There has been a recent paradigm shift across supply chain managers around the world. Having spent the past 20 years building their supply chains according to the ‘just-in-time’ principle, many corporations are now considering how they can move instead towards a ‘just-in-case’ approach.
Risks and Dangers
It took a streak of unfortunate events to change the attitude of executives and consultants and it is now almost universally accepted that a completely stripped down supply chain, without any sort of redundancy and buffer, can be very efficient but also terribly dangerous. The one example that everybody now has in mind is the tragic tsunami in Japan, which caused the interruption of many automotive production lines. Even without disasters of this proportion, modern supply chains remain surprisingly fragile and exposed to the risk that key suppliers could stop their deliveries abruptly.

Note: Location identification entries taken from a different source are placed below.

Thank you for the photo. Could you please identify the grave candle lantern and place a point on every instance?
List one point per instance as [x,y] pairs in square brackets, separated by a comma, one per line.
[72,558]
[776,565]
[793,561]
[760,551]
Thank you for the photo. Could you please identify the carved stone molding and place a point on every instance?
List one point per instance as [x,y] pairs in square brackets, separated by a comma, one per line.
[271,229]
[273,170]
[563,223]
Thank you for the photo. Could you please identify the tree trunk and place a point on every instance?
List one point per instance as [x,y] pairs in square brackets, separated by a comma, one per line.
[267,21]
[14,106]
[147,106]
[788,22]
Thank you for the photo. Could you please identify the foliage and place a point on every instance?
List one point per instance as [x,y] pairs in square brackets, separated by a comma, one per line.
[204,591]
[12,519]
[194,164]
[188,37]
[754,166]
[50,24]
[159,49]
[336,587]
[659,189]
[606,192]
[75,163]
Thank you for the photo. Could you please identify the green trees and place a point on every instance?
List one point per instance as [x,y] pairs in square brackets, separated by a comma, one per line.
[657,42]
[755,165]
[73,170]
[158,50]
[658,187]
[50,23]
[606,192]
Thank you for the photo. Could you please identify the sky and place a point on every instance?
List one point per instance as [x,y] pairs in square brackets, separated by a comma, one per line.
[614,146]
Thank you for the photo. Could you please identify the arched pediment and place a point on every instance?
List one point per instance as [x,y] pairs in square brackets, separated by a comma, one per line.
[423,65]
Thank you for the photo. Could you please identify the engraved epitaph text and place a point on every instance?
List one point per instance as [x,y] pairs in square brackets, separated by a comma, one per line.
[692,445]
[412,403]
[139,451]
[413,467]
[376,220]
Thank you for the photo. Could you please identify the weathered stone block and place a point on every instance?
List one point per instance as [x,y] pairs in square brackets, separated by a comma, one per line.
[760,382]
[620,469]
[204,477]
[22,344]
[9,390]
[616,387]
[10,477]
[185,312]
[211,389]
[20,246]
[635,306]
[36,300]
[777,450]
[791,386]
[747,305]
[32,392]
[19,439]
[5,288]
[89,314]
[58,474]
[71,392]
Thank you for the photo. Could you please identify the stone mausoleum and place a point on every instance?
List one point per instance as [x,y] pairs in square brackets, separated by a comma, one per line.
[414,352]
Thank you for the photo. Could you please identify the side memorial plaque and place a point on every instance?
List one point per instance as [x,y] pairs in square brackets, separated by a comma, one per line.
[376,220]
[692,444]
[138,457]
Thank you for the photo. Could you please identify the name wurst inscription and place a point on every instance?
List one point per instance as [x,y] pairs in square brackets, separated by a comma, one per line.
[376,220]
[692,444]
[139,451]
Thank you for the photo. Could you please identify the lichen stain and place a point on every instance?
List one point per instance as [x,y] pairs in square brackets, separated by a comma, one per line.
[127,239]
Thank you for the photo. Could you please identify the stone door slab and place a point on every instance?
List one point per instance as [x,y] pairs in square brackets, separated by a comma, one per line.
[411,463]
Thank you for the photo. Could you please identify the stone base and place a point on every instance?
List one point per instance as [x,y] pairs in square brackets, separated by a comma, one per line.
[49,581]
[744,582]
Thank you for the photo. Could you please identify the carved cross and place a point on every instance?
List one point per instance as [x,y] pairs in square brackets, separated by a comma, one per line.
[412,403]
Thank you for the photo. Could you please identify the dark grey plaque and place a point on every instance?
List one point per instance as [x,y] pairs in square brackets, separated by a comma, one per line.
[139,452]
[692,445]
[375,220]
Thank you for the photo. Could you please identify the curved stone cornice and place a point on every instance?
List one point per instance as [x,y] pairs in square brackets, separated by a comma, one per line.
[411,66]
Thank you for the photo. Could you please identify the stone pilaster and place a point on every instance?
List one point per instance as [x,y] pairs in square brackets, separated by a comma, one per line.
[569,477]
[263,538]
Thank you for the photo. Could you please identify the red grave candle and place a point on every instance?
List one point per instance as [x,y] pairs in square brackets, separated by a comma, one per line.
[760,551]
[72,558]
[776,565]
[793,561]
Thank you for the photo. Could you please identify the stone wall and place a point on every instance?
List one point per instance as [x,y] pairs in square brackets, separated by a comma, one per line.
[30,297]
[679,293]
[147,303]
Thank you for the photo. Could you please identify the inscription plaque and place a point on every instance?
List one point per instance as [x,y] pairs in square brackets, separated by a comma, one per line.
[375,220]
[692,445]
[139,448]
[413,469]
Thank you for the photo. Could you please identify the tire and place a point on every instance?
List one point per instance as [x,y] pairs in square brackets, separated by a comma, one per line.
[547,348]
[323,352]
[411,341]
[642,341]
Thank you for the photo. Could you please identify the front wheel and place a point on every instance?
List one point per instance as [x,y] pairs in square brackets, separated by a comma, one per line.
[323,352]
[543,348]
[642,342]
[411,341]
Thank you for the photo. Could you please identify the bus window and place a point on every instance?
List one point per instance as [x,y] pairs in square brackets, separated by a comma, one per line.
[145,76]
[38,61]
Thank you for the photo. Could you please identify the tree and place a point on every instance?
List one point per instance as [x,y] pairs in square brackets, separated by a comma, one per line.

When a few years ago in Mexico, a fire set out in a plant producing chips for mobile phones, nobody thought that two giants such as Ericsson and Nokia could experience a massive disruption in their value chains, but that is exactly what happened. This inevitably leads to the question: how can a supplier’s counterparty risk be properly addressed?
Supply chain risk management, which is now a popular discipline, is receiving more and more attention and it is becoming increasingly easier to justify initiatives and investments in the corporate world. Recent market observations have proven that a company stock price can suddenly lose up to 25% of its value following the interruption of its supply chain. This is fuelling a stream of projects, aimed at protecting corporates from such an occurrence, mainly by better assessing and diversifying the supplier base.
Bankruptcy and Financial Strength
Out of all the negative events that can affect the ability of a supplier to keep delivering, bankruptcy is probably the most manageable one to deal with. Over the years the financial service industry has developed a set of models and instruments that can be used to evaluate the financial health of a company. It is now an established best practice to review the financial stability of strategic vendors. Though accurate assessment alone, is not enough. During the economic crisis in 2009 nearly a third of large corporations in the western world were confronted with bankruptcy problems from their suppliers, regardless of how good or bad their previous appraisals had been. What corporations are really looking for is a way to proactively ensure that their suppliers can keep operating in healthy financial conditions, even when unpredictable incidents in their micro- or macro-economic world occur.
Thanks to the most advanced supply chain finance (SCF) techniques, corporates have found, and are now applying, an effective tool to manage an important component of their supply chain risk – when their suppliers run out of cash. Normally, an SCF programme comes as the first item at the top of the agenda, when a strong corporation decides to improve the financial resilience of its supplier base. This mechanism allows a bank to provide immediate liquidity to a supplier by purchasing the receivables confirmed by the buyer and allocating the entire risk to a solid buying entity and is proving to be a successful risk alleviator. In the midst of a sudden credit crunch, immediately after the Lehman bankruptcy, SCF succeeded in keeping many small companies alive, although most of their traditional credit lines vanished almost overnight. This saved entire industry sectors from an unfair collapse, since they had to face a sudden liquidity crisis that had nothing to do with the sound fundamentals of their business. SCF helped keep things in balance by following a very basic principle: as long as a supplier keeps delivering goods, regularly and in good quality, the buyer will confirm its invoices and feed the bank with this information, enabling an immediate financing payment to the supplier from the financial institution. A well-functioning SCF programme offers healthy industrial relationships a shelter against the storm of the financial markets, making sure that every party continues operating according to the expectations of the others.
SCF is now considered an integral part of the sourcing strategy of all forward-looking companies. The costs for shifting the sourcing of key components from one strategic vendor to a new one is simply too high, particularly when the partner has been involved in the design and development phases. Much smarter is the creation of a mutually reinforcing partnership, which gives both parties the confidence that their collaboration is solid enough to survive through the highs and lows of real-life business. One of the most authoritative and objective groups of experts in the matter, the international Supply Chain Council (SCC), summarised recently their view on the subject with a clear statement: “Financial collaboration between customers and suppliers never seems to lose.”